Как главный хирург института имени Склифосовского, он еще в мирное время накопил огромный опыт в лечении разных неотложных заболеваний и уличных травм.

Разумеется, полной аналогии между уличной травмой и ранением проводить нельзя, но методы лечения их имеют немало общего. Вот почему на фронте мы с волнением ждали встречи с С. С. Юдиным.

Это произошло, как я уже сказал, в конце войны, под Варшавой.

С. С. Юдин возглавлял хирургическую работу в специализированном госпитале в городе Миньск—Мозовецки. Он просил нас, армейских хирургов, доставлять ему, по возможности, тяжело раненных в бедро непосредственно из полковых медицинских пунктов и медсанбатов. Город обстреливался противником. Нередко снаряды падали вблизи госпиталя. Но вместе с другими врачами С. С. Юдин сутками не отходил от операционного стола.

Во время небольшой передышки между боями мы, пять армейских хирургов, приехали в Миньск—Мозовецки. В это время в госпитале находились более 400 раненых. Большая часть их была обработана, а остальные ждали своей очереди.

С. С. Юдин показывал, как оперировать нижние конечности при огнестрельных переломах. Пока готовилась операция, С. С. Юдин, перебирая длинными, как у пианиста, пальцами хирургический инструмент, объяснял разработанную им самим конструкцию операционного стола.
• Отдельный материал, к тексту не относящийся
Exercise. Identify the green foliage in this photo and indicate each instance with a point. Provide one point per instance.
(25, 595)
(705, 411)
Инструменты подавала опытнейшая медицинская сестра М. П. Голикова. Она много лет работала с ним, понимала его без слов, по одному движению руки или взгляду.

С. С. Юдин сделал широкий разрез входного раневого отверстия на наружной поверхности бедра, а также на месте выходного осколочного ранения. После того как разъединил края раны, он иссек нежизнеспособные мышцы, ввел мыльный раствор и освободил рану от грязи, попавшей вместе с осколком. Убрал не только поврежденные ткани, но и небольшие, едва видимые сгустки крови – «питательный материал» для микробов.

Дойдя до места повреждения кости, С. С. Юдин несколько задержался – вынул осколки, лежащие свободно, а те, что были связаны с костью – надкостницей, вставил на место и, обращаясь к нам, несколько смущенно произнес:

– Вот ахиллесова пята моего метода! Я бы, конечно, мог и тут применить такой же радикальный прием, как при иссечении мышц, но тогда неизбежен большой дефект кости и едва ли удастся получить хорошее сращение.

Входное и выходное отверстия раны после иссечения мышц напоминали большие воронки. Он сделал противоотверстие на задней поверхности бедра, чтобы был свободный отток в повязку. В заключение густо припудрил стрептоцидом, распыляя его из сконструированного самим аппарата, позволявшего направлять тонкий слой порошка во все «закоулки» раны. Помимо всего прочего такой метод обработки раны давал большую экономию препарата.